In futures trading, leverage is a critically important setting. Set it too high and the risk is enormous; set it too low and the returns may feel underwhelming. Register on Binance and download the Binance APP, then let's look at how to adjust leverage.
What Is Leverage?
Simply put, leverage lets you control a larger position with a smaller amount of capital. For example, with 100 USDT and 10x leverage, you're effectively trading with 1,000 USDT.
- If the price goes up 1%, your profit is 10% (10x amplification)
- But conversely, if the price drops 1%, you also lose 10%
Leverage is a double-edged sword — it amplifies both gains and risks.
How to Adjust Leverage
On the APP
- Open the Binance APP and go to the "Futures" trading page
- Next to the trading pair name, you'll see a button showing the current leverage (e.g., "20x")
- Tap this button
- Drag the slider or type in the multiplier you want
- Tap confirm and you're set
On the Website
The process is similar — on the futures trading interface, click the leverage number, adjust in the popup window, and confirm.
Important Notes
Adjust Before Opening a Position
Set your leverage before opening a position. You can also adjust it with an existing position, but proceed with caution.
Maximum Leverage Varies by Coin
BTC/USDT supports up to 125x, but many smaller coins max out at 20x or 50x.

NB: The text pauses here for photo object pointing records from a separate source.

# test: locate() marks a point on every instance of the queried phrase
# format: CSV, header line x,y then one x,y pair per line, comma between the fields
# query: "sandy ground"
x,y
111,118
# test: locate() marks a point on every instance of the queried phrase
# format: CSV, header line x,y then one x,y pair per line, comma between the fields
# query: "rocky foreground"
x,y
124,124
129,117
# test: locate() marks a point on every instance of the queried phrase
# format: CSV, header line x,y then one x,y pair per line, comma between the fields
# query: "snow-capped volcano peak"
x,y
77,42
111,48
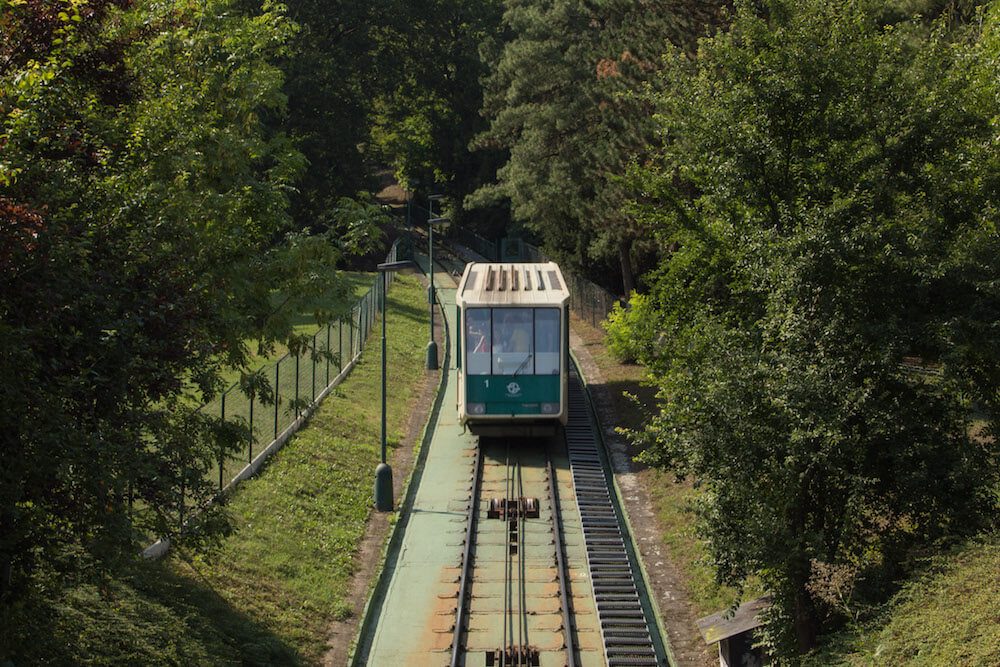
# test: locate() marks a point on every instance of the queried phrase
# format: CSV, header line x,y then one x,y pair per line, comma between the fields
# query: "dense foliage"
x,y
427,108
143,207
827,185
558,101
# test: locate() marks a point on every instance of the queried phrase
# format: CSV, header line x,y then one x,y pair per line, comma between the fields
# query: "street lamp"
x,y
432,364
383,473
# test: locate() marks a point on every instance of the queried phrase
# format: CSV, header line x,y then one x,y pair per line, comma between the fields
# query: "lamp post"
x,y
432,364
383,473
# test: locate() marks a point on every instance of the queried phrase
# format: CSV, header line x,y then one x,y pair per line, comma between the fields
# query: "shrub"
x,y
631,330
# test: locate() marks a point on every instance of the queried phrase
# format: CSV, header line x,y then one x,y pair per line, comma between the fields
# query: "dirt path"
x,y
665,577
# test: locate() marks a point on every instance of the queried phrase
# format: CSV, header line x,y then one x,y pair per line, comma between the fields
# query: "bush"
x,y
631,330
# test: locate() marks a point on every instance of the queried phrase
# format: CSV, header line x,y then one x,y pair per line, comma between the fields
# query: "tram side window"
x,y
512,341
477,341
547,341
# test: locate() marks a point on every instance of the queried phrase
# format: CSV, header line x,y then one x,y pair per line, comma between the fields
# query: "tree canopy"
x,y
145,199
827,186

The more mainstream the coin, the higher the available leverage.
Cross vs Isolated Margin Modes
Before adjusting leverage, also consider your margin mode:
- Cross margin: All positions share margin — if one loses, it draws from your other funds
- Isolated margin: Each position has independent margin — if liquidated, only that position's margin is lost
Beginners should use isolated margin mode for better risk control.
What Leverage Should Beginners Use?
Start with Low Leverage
If you're new to futures, start with 2x to 5x. This way, even if you get the direction wrong, you'll have enough room to manage the situation.
Don't Blindly Go High
You might see someone making a fortune with 100x leverage, but you don't see the far greater number of people who got liquidated and lost everything with 100x. High leverage means even the slightest price movement could trigger forced liquidation.
Base It on Your Stop-Loss Range
A sensible approach: first decide how much loss you can tolerate, then work backward to calculate the appropriate leverage. For example, if you can only accept losing 5% of your capital, you shouldn't use more than 10x leverage.
There's no "best" leverage — only the leverage that's "right for you." Controlling risk is far more important than chasing high multipliers.